With explicit Internet sex available in a nearly infinite variety, Playboy decided skin — no matter how gorgeously photographed — was no longer paying the bills. More than a year ago, it banned full nudity on its website, and on Tuesday announced it would do the same for its U.S. print edition.
Still, generations of men fondly remember Playboy as a rite of passage.
Ken Williamson, 65, of Palmdale, California, remembers being busted around 1960 when he took a Playboy to class to read.
"I thought I could get away with it because I had a really big textbook," he said.
His teacher confiscated it, and he was given after-school detention. But when Williamson looked into class at lunchtime, "the teacher was at her desk reading it," he recalled.
The magazine offered far more than just naked women.
"It was the epitome of male sophistication," Williamson said. "This was in the era when (Hugh) Hefner was building the Playboy clubs. People joke that they only bought it for the articles, but they did have some interesting interviews."
Edwin Sierra, 59, of Los Angeles, remembers Playboy as his first introduction to female nudity. He hid the magazine in his room but "it wasn't sleazy at all," he said.
"It was kind of the celebration of a woman's body," he said. "And it's the first time seeing it exposed as a kid, you go 'Wow! Man!'"
Like the James Bond movies of the period, the magazine offered a glamorous view of a life full of voluptuous women, sophisticated clothing and fancy mansions, Sierra said.
"I learned a lot about (men's) fashion," he said. "It always stays with me a little bit."
Plus "they had great cartoons," he said.
Andrew Derkrikorian, 27, last looked at a Playboy magazine a decade ago.

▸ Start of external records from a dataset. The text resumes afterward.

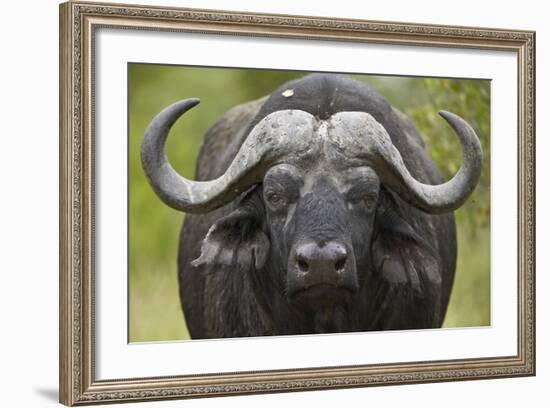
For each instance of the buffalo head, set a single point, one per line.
(311, 189)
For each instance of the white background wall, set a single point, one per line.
(28, 202)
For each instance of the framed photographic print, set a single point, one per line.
(260, 203)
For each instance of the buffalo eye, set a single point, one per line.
(275, 200)
(370, 201)
(360, 199)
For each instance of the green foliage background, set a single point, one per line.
(155, 313)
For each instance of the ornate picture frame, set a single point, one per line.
(79, 24)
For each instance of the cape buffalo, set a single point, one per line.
(316, 209)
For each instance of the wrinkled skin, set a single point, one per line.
(321, 245)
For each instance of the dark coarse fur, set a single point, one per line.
(411, 257)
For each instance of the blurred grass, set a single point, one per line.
(154, 309)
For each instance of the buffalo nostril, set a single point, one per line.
(302, 265)
(340, 264)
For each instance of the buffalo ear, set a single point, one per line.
(407, 272)
(237, 239)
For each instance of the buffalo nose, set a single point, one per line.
(327, 262)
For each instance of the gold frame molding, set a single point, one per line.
(78, 22)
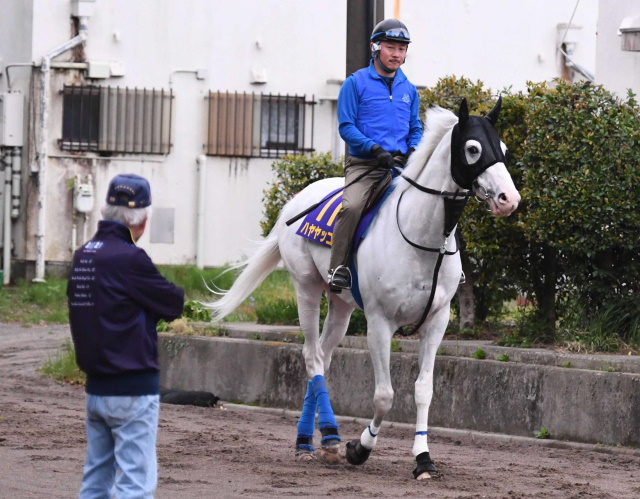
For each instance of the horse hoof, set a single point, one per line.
(305, 456)
(426, 467)
(330, 455)
(356, 453)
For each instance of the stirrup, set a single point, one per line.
(339, 279)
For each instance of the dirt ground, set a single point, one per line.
(231, 453)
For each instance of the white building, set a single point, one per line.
(197, 94)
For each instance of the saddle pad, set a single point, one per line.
(318, 225)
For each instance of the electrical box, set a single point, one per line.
(83, 197)
(630, 33)
(98, 69)
(11, 119)
(82, 8)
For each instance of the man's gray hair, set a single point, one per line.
(131, 217)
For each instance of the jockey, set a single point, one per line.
(378, 114)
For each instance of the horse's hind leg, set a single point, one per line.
(333, 331)
(309, 316)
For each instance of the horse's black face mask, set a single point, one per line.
(475, 145)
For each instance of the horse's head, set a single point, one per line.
(477, 160)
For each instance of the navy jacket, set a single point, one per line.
(116, 297)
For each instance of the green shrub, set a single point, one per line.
(290, 175)
(62, 367)
(194, 311)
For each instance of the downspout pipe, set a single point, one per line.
(202, 163)
(6, 249)
(45, 71)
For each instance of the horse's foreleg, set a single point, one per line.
(379, 340)
(334, 329)
(430, 340)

"Even at that time, there was the Internet, so there was no reason to go out and buy it" because the news articles and stories about celebrities were all available online, not to mention porn.
So why did he buy it?
"The girls," he said. The models all appeared to be natural rather than cosmetically enhanced, shot in beautiful or intricate settings.
"They were classier," he said. "Besides just the nudity, there was a purpose behind every image."

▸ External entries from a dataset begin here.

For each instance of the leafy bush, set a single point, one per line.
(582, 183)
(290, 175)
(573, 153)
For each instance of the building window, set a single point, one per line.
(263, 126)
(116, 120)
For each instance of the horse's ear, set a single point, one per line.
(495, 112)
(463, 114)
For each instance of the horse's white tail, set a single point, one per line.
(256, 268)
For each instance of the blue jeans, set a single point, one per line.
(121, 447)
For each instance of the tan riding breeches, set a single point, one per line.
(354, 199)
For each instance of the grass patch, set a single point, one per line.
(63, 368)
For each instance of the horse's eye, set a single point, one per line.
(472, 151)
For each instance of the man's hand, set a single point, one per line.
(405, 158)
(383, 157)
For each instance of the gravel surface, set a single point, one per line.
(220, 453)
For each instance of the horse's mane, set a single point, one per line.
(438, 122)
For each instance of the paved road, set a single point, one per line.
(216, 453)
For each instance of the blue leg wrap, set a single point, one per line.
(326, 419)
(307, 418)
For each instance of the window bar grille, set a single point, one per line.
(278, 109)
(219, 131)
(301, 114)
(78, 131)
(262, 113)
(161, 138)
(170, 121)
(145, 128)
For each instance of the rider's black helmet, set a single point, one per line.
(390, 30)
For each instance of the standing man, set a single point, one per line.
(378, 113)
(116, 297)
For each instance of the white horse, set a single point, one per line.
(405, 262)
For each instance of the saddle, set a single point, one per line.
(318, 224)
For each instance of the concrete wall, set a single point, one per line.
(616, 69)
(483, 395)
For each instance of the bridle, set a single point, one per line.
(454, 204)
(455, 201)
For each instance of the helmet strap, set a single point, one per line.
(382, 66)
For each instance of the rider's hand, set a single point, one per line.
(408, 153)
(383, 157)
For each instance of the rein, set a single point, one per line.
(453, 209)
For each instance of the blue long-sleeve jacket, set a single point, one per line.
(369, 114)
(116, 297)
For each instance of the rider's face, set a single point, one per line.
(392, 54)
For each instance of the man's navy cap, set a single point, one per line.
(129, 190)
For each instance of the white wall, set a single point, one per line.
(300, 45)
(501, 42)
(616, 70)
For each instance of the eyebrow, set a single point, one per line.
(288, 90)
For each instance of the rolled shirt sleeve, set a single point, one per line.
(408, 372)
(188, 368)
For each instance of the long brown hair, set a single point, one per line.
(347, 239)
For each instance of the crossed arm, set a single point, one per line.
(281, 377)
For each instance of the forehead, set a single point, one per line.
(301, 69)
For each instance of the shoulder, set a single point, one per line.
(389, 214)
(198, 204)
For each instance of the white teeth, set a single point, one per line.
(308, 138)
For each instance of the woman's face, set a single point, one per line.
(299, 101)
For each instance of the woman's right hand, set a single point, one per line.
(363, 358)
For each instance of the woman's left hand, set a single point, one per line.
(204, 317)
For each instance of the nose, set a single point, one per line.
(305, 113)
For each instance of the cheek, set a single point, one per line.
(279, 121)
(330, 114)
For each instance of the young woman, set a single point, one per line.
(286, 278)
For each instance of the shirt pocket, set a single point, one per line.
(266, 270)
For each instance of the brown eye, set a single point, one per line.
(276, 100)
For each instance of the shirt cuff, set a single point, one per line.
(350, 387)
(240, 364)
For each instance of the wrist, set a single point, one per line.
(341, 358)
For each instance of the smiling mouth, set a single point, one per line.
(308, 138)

"Compared to the girls in the photos today, that was art," he said. "A lot of the girls that pose for photos on social media are a lot more skanky."

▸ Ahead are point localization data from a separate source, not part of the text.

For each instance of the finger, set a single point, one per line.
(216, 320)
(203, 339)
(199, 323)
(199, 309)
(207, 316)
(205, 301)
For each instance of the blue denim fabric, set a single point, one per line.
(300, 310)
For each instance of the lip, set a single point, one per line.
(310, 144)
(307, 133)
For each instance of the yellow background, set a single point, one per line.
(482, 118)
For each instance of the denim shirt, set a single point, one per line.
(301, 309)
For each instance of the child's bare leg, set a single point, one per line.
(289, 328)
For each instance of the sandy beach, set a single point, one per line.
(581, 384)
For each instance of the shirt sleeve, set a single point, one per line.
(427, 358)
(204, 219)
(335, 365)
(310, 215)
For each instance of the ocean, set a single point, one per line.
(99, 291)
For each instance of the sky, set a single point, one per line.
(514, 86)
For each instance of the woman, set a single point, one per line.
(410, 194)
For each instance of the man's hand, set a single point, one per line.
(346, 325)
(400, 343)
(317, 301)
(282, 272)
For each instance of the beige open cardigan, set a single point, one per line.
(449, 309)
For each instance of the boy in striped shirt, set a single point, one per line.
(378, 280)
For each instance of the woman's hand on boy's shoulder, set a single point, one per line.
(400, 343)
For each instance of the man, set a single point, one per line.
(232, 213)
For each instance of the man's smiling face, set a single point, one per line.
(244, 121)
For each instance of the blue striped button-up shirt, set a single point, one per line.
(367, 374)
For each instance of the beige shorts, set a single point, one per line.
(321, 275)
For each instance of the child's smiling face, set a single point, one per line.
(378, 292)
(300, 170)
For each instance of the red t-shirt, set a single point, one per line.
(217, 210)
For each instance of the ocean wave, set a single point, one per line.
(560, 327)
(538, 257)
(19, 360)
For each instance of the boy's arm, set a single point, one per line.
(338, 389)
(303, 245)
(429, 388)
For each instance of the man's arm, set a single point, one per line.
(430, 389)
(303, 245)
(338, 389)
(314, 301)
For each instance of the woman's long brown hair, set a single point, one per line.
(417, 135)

Burlesque queen and Playboy cover girl Dita Von Teese agrees.
"I used to steal my dad's Playboys from underneath the bed, and it's where my obsession with garters and stockings comes from," she said in an email. "Those sumptuous, glamorized, lingerie-clad pinups are part of what snowballed my career from pinup girl to burlesque star to lingerie designer!"
Chris Weber in Los Angeles contributed to this article.